Let’s use the order of operations correctly and rephrase our query. Note the parentheses now before Age > 40 and after Age < 10. Note also that the & is before the parentheses.
df.query("Pclass == 3 & Survived == 1 & (Age > 40 | Age < 10)")

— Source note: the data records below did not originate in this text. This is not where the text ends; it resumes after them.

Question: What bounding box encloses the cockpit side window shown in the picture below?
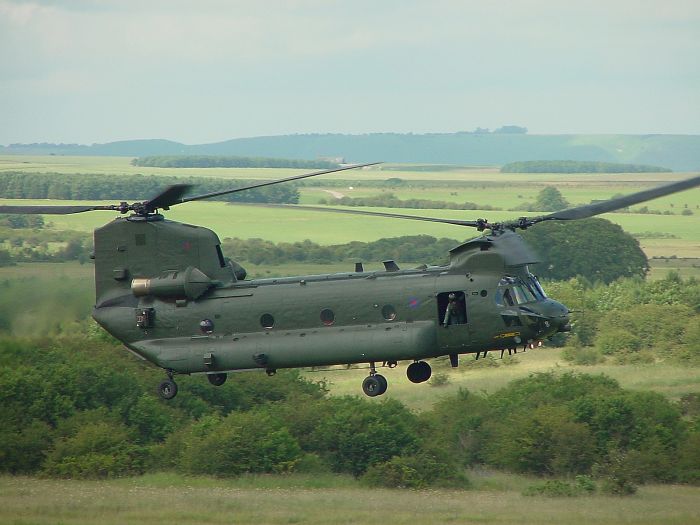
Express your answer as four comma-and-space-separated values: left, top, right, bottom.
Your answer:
495, 276, 545, 306
503, 288, 515, 306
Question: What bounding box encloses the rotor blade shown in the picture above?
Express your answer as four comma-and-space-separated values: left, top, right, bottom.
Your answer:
533, 175, 700, 222
0, 205, 117, 215
178, 162, 381, 204
246, 203, 488, 228
144, 184, 192, 211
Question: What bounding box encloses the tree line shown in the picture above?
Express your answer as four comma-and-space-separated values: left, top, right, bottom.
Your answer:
131, 155, 339, 170
0, 171, 299, 204
318, 192, 502, 210
501, 160, 673, 173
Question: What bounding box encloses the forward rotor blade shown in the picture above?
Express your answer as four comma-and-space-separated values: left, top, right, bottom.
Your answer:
532, 176, 700, 223
144, 184, 192, 211
178, 162, 381, 204
0, 205, 117, 215
252, 204, 488, 229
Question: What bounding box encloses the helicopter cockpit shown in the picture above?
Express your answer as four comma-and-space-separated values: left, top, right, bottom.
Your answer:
495, 274, 547, 306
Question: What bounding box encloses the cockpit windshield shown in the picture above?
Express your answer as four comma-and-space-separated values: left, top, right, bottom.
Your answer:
496, 275, 547, 306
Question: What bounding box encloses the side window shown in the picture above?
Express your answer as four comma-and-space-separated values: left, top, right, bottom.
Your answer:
437, 290, 467, 326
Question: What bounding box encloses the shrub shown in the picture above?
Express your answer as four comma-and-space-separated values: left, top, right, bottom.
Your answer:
44, 421, 144, 479
313, 397, 420, 476
562, 346, 605, 366
173, 410, 302, 477
362, 453, 467, 489
428, 372, 450, 386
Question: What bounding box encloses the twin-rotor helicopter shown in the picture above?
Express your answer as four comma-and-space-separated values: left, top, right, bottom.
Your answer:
0, 164, 700, 399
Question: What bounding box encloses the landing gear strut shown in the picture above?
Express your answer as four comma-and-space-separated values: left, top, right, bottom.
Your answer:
362, 363, 389, 397
158, 370, 177, 400
406, 361, 433, 383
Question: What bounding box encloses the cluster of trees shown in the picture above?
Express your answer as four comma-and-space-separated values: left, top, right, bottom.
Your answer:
501, 160, 673, 173
0, 335, 700, 493
131, 155, 339, 170
0, 171, 299, 204
547, 273, 700, 366
521, 217, 649, 283
319, 192, 501, 210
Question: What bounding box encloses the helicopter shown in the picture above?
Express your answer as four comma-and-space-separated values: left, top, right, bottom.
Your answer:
0, 163, 700, 400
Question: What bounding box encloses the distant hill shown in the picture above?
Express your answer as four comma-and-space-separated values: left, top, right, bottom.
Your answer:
0, 132, 700, 171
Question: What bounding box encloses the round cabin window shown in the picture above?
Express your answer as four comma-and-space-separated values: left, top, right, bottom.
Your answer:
321, 308, 335, 326
382, 304, 396, 321
199, 319, 214, 334
260, 314, 275, 330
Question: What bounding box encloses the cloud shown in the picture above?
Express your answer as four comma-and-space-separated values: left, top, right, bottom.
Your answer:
0, 0, 700, 142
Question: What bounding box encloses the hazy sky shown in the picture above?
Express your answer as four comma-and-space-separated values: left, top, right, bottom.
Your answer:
0, 0, 700, 144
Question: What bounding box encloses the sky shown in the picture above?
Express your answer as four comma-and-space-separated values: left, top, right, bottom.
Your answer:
0, 0, 700, 145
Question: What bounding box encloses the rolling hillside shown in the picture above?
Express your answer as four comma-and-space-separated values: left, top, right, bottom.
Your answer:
5, 132, 700, 171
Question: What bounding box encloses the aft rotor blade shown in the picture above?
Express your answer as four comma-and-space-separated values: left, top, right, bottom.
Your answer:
533, 175, 700, 222
253, 204, 489, 229
0, 205, 117, 215
178, 162, 381, 204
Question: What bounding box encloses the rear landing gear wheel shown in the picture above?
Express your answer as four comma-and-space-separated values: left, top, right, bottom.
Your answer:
374, 374, 389, 396
406, 361, 433, 383
362, 375, 387, 397
158, 379, 177, 400
207, 373, 227, 386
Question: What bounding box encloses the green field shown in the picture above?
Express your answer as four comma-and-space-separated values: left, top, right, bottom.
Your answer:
0, 155, 700, 258
0, 472, 700, 525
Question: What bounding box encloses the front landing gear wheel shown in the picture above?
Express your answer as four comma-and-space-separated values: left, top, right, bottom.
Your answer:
158, 379, 177, 400
362, 374, 387, 397
406, 361, 433, 383
207, 373, 227, 386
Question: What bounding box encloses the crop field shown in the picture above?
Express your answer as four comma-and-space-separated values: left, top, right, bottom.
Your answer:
0, 472, 700, 525
0, 156, 700, 258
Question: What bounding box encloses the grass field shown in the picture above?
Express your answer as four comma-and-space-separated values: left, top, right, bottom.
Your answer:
0, 473, 700, 525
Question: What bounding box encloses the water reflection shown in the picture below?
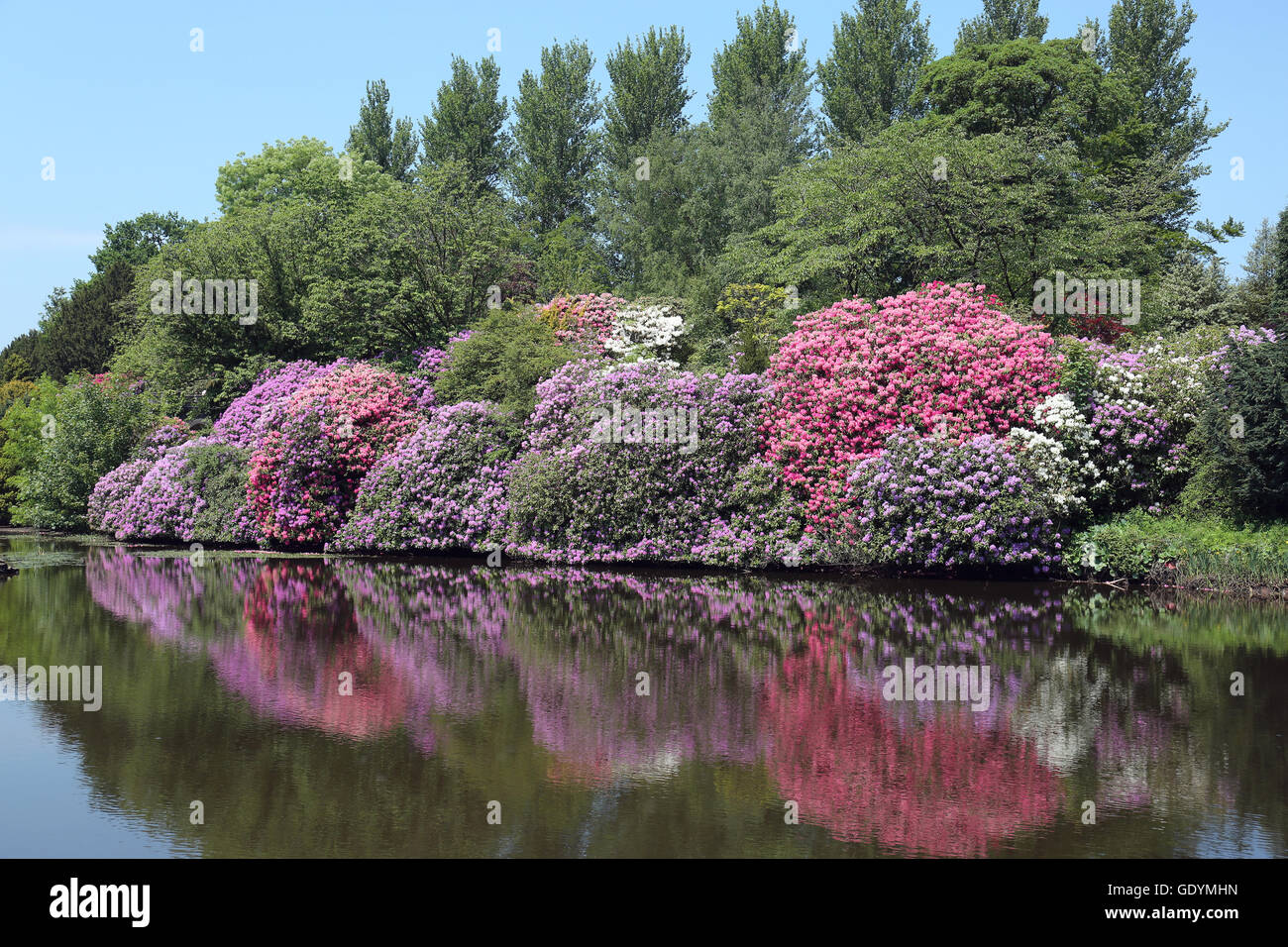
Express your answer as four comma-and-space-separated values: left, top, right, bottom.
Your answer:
3, 548, 1288, 856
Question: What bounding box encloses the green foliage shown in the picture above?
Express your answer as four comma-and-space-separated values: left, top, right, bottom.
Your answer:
1108, 0, 1233, 249
187, 443, 252, 543
420, 55, 511, 192
0, 374, 58, 524
708, 0, 811, 133
537, 217, 609, 299
1150, 253, 1237, 331
511, 40, 600, 235
89, 210, 197, 273
604, 26, 693, 170
716, 283, 787, 373
33, 259, 134, 380
1070, 510, 1288, 590
818, 0, 935, 141
7, 376, 158, 530
434, 309, 580, 424
1199, 340, 1288, 518
347, 78, 417, 180
1231, 218, 1288, 326
1269, 207, 1288, 327
728, 116, 1158, 305
115, 146, 516, 414
1060, 336, 1096, 412
957, 0, 1050, 49
215, 137, 337, 214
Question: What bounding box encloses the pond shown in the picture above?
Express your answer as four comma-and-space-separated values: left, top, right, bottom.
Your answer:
0, 533, 1288, 858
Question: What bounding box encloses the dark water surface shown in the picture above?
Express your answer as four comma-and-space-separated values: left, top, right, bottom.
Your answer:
0, 535, 1288, 858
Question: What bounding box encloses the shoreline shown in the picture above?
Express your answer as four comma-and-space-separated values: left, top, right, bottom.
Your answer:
0, 527, 1288, 604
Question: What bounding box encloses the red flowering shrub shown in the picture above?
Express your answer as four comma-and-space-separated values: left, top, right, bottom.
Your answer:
537, 292, 626, 355
761, 282, 1059, 526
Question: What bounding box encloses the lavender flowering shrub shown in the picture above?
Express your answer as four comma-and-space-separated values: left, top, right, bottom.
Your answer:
85, 458, 156, 539
507, 361, 802, 566
841, 430, 1068, 575
327, 401, 514, 552
109, 437, 261, 544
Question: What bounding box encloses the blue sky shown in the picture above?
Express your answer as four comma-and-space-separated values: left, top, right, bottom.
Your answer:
0, 0, 1288, 344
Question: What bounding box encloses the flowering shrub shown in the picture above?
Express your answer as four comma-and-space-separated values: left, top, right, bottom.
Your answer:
604, 305, 684, 365
329, 402, 512, 552
117, 438, 202, 541
85, 458, 156, 539
248, 360, 416, 544
1009, 394, 1109, 520
510, 361, 793, 565
211, 361, 330, 449
537, 292, 626, 355
1091, 399, 1185, 513
842, 432, 1068, 574
763, 283, 1059, 526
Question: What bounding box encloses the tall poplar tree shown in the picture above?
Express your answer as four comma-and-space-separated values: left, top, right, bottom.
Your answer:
510, 40, 600, 235
420, 55, 510, 192
818, 0, 935, 141
345, 78, 416, 180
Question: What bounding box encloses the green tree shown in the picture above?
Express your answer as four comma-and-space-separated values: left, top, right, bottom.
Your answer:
818, 0, 935, 141
0, 374, 58, 523
420, 55, 510, 191
511, 40, 600, 235
1109, 0, 1229, 168
215, 138, 337, 214
1269, 207, 1288, 326
345, 78, 417, 180
707, 0, 814, 158
1154, 253, 1234, 331
1232, 218, 1278, 323
604, 26, 693, 167
35, 259, 134, 380
1109, 0, 1243, 253
726, 116, 1159, 304
89, 210, 197, 273
957, 0, 1050, 51
10, 377, 156, 530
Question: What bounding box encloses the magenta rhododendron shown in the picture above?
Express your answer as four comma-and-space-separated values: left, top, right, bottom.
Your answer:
763, 283, 1059, 526
248, 360, 417, 544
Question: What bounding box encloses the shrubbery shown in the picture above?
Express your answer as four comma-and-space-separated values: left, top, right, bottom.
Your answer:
13, 374, 156, 530
510, 361, 791, 565
841, 433, 1068, 575
330, 402, 514, 552
764, 283, 1059, 526
249, 360, 416, 544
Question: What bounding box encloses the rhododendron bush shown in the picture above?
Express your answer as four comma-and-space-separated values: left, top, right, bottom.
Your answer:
329, 402, 514, 552
537, 292, 626, 355
764, 283, 1059, 526
211, 361, 329, 449
249, 360, 417, 544
841, 432, 1068, 574
509, 361, 799, 565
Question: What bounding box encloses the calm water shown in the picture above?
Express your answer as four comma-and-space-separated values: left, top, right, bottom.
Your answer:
0, 536, 1288, 857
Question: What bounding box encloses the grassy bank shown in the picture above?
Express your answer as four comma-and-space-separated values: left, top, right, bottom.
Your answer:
1073, 510, 1288, 594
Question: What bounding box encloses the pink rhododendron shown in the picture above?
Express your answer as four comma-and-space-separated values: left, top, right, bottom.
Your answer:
248, 360, 416, 544
540, 292, 626, 355
761, 282, 1059, 526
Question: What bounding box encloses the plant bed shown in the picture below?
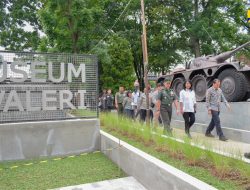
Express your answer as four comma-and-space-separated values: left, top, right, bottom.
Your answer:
101, 114, 250, 189
0, 153, 126, 190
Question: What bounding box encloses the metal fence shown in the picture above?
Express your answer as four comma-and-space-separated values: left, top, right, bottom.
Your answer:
0, 51, 98, 123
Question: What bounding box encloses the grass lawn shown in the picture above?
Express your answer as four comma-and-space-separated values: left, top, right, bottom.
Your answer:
69, 109, 97, 117
101, 114, 250, 190
0, 153, 126, 190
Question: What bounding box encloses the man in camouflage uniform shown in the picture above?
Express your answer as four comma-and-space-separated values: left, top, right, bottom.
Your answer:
156, 78, 178, 135
115, 86, 126, 115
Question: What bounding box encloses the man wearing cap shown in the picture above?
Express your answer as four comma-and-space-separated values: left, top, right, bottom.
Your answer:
156, 77, 178, 135
115, 86, 126, 115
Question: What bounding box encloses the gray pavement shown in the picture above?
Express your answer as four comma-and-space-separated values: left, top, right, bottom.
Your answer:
55, 177, 147, 190
166, 127, 250, 163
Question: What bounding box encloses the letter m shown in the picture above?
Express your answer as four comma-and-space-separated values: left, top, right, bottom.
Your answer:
68, 63, 86, 82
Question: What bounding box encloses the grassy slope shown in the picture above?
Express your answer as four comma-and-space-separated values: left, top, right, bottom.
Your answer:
101, 113, 250, 190
0, 153, 125, 190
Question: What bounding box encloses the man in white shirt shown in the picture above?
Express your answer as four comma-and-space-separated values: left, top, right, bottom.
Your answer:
180, 81, 196, 138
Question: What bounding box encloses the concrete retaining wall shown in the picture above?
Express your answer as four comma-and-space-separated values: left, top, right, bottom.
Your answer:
172, 102, 250, 143
0, 119, 100, 161
101, 131, 215, 190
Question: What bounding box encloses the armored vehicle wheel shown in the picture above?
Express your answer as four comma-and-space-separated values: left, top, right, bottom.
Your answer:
218, 69, 247, 102
192, 75, 207, 102
172, 77, 185, 97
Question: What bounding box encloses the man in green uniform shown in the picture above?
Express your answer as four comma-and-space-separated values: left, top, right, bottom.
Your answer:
156, 78, 178, 135
115, 86, 126, 115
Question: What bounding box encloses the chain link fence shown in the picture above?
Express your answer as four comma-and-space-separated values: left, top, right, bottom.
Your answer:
0, 51, 98, 123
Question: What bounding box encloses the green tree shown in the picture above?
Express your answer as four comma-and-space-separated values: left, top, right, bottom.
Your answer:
0, 0, 41, 51
99, 35, 135, 91
39, 0, 103, 53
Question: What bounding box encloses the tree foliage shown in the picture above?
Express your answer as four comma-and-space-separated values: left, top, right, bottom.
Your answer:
0, 0, 41, 51
94, 35, 135, 91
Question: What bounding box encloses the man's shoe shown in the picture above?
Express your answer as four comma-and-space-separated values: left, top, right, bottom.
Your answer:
205, 133, 214, 138
244, 152, 250, 159
163, 129, 173, 137
219, 136, 228, 141
187, 133, 192, 139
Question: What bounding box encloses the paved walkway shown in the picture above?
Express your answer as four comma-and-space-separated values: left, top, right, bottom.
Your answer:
160, 128, 250, 163
53, 177, 147, 190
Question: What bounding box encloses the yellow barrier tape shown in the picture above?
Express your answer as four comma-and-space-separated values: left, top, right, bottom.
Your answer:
24, 163, 33, 166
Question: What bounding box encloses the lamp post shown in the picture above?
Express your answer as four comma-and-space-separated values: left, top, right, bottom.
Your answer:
141, 0, 150, 126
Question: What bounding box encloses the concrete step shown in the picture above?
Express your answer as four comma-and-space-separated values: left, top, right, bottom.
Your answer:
56, 177, 147, 190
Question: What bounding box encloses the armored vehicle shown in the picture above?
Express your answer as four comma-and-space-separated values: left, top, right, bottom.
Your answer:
157, 41, 250, 102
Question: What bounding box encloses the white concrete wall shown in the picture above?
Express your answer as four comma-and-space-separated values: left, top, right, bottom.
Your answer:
0, 119, 100, 161
101, 131, 215, 190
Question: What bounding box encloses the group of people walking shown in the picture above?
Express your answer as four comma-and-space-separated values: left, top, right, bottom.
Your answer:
100, 78, 250, 159
100, 78, 230, 141
157, 76, 230, 141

PassengerId | Survived | Pclass | Name | Sex | Age | SibSp | Parch | Ticket | Fare | Cabin | Embarked | |
---|---|---|---|---|---|---|---|---|---|---|---|---|
10 | 11 | 1 | 3 | Sandstrom, Miss. Marguerite Rut | female | 4.00 | 1 | 1 | PP 9549 | 16.7000 | G6 | S |
165 | 166 | 1 | 3 | Goldsmith, Master. Frank John William "Frankie" | male | 9.00 | 0 | 2 | 363291 | 20.5250 | NaN | S |
172 | 173 | 1 | 3 | Johnson, Miss. Eleanor Ileen | female | 1.00 | 1 | 1 | 347742 | 11.1333 | NaN | S |
184 | 185 | 1 | 3 | Kink-Heilmann, Miss. Luise Gretchen | female | 4.00 | 0 | 2 | 315153 | 22.0250 | NaN | S |
233 | 234 | 1 | 3 | Asplund, Miss. Lillian Gertrud | female | 5.00 | 4 | 2 | 347077 | 31.3875 | NaN | S |
261 | 262 | 1 | 3 | Asplund, Master. Edvin Rojj Felix | male | 3.00 | 4 | 2 | 347077 | 31.3875 | NaN | S |
338 | 339 | 1 | 3 | Dahl, Mr. Karl Edwart | male | 45.00 | 0 | 0 | 7598 | 8.0500 | NaN | S |
348 | 349 | 1 | 3 | Coutts, Master. William Loch "William" | male | 3.00 | 1 | 1 | C.A. 37671 | 15.9000 | NaN | S |
381 | 382 | 1 | 3 | Nakid, Miss. Maria ("Mary") | female | 1.00 | 0 | 2 | 2653 | 15.7417 | NaN | C |
414 | 415 | 1 | 3 | Sundman, Mr. Johan Julian | male | 44.00 | 0 | 0 | STON/O 2. 3101269 | 7.9250 | NaN | S |
448 | 449 | 1 | 3 | Baclini, Miss. Marie Catherine | female | 5.00 | 2 | 1 | 2666 | 19.2583 | NaN | C |
469 | 470 | 1 | 3 | Baclini, Miss. Helene Barbara | female | 0.75 | 2 | 1 | 2666 | 19.2583 | NaN | C |
479 | 480 | 1 | 3 | Hirvonen, Miss. Hildur E | female | 2.00 | 0 | 1 | 3101298 | 12.2875 | NaN | S |
483 | 484 | 1 | 3 | Turkula, Mrs. (Hedwig) | female | 63.00 | 0 | 0 | 4134 | 9.5875 | NaN | S |
489 | 490 | 1 | 3 | Coutts, Master. Eden Leslie "Neville" | male | 9.00 | 1 | 1 | C.A. 37671 | 15.9000 | NaN | S |
644 | 645 | 1 | 3 | Baclini, Miss. Eugenie | female | 0.75 | 2 | 1 | 2666 | 19.2583 | NaN | C |
691 | 692 | 1 | 3 | Karun, Miss. Manca | female | 4.00 | 0 | 1 | 349256 | 13.4167 | NaN | C |
751 | 752 | 1 | 3 | Moor, Master. Meier | male | 6.00 | 0 | 1 | 392096 | 12.4750 | E121 | S |
777 | 778 | 1 | 3 | Emanuel, Miss. Virginia Ethel | female | 5.00 | 0 | 0 | 364516 | 12.4750 | NaN | S |
788 | 789 | 1 | 3 | Dean, Master. Bertram Vere | male | 1.00 | 1 | 2 | C.A. 2315 | 20.5750 | NaN | S |
803 | 804 | 1 | 3 | Thomas, Master. Assad Alexander | male | 0.42 | 0 | 1 | 2625 | 8.5167 | NaN | C |
869 | 870 | 1 | 3 | Johnson, Master. Harold Theodor | male | 4.00 | 1 | 1 | 347742 | 11.1333 | NaN | S |
This is why query is such a powerful function in Pandas. You can do a lot with a single string. There are other ways to achieve this same result, but if your question cna be entirely phrased as a series of comparison operators (equal to, less than, etc.), then Query is likely the best option.